4.3.1 Pratique contemporaine de chant de gorge inuit

Les chants de gorge sont généralement chantés seulement par les femmes, et seulement par les femmes inuites. Certains hommes en font, mais c’est rare. Les aînés inuits ont fait un grand rassemblement dans les années 2000, où ils ont parlé du chant de gorge : « Qui peut en faire? Qui ne peut pas en faire? » (Belleau 2009 : entretien; Diamond 2008 : 55). Les aînés ont décidé collectivement que le chant de gorge était une pratique réservée aux Inuit, pour des questions de droit et de propriété intellectuelle. Les non-Inuit ne peuvent pas apprendre à en chanter et en faire des prestations publiques. C’est un grand débat, car plusieurs personnes sont tellement fascinées par les chants de gorge inuits qu’elles veulent en faire, par exemple dans les pratiques de fusion de la musique du monde.

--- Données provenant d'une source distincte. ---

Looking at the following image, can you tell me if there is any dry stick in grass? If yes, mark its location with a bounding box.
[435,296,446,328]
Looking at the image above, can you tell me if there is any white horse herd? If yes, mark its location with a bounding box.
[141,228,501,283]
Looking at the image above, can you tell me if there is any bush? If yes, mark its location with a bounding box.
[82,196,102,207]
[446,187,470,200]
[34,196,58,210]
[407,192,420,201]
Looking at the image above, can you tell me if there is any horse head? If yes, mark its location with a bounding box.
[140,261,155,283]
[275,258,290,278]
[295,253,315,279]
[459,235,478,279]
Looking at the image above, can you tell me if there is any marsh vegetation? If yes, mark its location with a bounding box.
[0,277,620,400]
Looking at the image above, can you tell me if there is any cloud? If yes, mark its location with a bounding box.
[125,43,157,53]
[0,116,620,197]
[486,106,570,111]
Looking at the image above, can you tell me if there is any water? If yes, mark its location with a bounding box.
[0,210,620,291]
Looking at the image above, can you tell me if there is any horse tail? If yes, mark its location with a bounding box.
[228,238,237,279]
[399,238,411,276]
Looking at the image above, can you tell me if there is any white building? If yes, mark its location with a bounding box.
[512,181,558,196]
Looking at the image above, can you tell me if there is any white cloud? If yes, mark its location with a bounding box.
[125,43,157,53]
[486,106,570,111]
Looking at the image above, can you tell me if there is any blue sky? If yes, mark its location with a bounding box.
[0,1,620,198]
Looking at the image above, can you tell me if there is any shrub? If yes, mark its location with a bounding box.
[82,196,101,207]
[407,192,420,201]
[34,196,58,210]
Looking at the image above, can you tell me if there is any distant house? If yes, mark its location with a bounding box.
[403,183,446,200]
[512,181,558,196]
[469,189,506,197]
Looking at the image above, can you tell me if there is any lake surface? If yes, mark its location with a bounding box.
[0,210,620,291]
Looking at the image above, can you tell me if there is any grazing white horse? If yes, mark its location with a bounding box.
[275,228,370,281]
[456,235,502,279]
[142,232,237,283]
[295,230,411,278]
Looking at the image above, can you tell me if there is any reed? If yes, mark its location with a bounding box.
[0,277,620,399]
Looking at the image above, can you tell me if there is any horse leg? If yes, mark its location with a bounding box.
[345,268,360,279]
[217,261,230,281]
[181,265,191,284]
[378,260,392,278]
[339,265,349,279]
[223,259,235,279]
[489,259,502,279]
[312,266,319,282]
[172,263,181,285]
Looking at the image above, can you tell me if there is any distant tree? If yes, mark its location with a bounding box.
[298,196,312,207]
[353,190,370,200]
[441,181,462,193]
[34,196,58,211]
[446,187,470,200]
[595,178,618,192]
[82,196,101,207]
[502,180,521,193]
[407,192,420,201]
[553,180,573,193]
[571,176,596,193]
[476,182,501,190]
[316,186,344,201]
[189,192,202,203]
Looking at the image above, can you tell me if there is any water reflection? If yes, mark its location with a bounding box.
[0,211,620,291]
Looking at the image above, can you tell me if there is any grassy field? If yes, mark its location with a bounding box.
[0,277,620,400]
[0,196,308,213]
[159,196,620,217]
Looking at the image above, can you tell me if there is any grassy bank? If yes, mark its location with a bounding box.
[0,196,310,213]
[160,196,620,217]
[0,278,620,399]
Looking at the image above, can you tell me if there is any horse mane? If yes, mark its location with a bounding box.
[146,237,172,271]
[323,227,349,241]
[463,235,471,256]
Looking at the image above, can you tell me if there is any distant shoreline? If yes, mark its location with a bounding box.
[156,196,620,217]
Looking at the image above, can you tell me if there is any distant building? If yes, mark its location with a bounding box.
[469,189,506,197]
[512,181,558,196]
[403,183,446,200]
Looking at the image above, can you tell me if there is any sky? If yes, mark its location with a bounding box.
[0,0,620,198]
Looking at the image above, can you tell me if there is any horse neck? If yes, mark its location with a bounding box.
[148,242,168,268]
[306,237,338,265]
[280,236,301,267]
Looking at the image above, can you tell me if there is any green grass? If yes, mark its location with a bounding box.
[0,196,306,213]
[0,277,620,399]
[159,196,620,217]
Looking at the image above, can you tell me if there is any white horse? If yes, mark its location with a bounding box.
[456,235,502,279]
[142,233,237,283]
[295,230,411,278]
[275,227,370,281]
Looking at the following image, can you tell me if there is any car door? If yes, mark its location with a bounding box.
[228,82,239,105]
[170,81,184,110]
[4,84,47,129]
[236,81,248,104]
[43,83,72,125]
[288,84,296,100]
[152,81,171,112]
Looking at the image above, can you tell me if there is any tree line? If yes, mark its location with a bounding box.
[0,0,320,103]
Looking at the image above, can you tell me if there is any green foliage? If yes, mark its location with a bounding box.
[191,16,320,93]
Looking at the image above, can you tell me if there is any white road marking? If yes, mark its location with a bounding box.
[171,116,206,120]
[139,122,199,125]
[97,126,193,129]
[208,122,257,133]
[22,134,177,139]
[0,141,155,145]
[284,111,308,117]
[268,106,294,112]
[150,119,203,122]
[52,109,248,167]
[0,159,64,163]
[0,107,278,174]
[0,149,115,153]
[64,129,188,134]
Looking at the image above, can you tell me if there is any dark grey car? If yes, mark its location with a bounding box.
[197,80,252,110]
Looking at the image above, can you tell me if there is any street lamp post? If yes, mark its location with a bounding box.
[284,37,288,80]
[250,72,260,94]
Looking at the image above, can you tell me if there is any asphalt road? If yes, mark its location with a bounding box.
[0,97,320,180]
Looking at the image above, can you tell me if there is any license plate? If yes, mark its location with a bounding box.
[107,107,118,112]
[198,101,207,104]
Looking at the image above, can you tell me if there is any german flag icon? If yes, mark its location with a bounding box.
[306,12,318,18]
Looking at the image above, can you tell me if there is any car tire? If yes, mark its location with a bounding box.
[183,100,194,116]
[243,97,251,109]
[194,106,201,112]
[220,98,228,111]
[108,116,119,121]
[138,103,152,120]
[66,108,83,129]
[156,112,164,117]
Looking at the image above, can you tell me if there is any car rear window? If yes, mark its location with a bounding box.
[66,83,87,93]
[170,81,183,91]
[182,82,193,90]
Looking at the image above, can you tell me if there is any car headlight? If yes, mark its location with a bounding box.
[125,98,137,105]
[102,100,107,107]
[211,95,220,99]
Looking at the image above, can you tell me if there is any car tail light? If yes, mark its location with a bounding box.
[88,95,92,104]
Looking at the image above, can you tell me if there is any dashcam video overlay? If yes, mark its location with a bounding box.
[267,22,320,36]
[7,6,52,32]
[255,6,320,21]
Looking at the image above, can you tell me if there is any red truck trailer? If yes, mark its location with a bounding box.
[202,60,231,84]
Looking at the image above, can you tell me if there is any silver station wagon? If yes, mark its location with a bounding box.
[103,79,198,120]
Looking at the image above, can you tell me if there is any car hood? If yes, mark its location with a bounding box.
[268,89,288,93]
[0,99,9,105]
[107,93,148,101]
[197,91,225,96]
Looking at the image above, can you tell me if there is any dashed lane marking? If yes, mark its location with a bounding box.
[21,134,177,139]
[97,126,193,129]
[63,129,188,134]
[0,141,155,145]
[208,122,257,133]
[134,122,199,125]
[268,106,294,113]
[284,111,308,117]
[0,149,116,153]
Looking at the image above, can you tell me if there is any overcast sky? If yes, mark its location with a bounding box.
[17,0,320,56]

Même une femme inuk chantant ces sons toute seule d’une façon plus expérimentale est aussi sujet à débat (par exemple Tanya Tagaq). C’est mal vu d’expérimenter en dehors d’un certain cadre autour de cette pratique traditionnelle, comme ce l’est pour l’utilisation du tambour innu teueikan. Les questions culturelles et politiques et les enjeux de transmission entrent ici en jeu, comme pour la plupart des musiques autochtones (Diamond 2008). Les Autochtones sont extrêmement sensibles à se faire voler (emprunter) leur culture, ayant vu leur héritage culturel méprisé, interdit ou volé depuis les débuts de la colonisation. C’est donc souvent mal vu quand des Allochtones utilisent des musiques autochtones, par exemple dans la world music. Il y a des choses qui ne se transmettent tout simplement pas, qui ne se donnent pas; il y a des restrictions et des procédés à suivre.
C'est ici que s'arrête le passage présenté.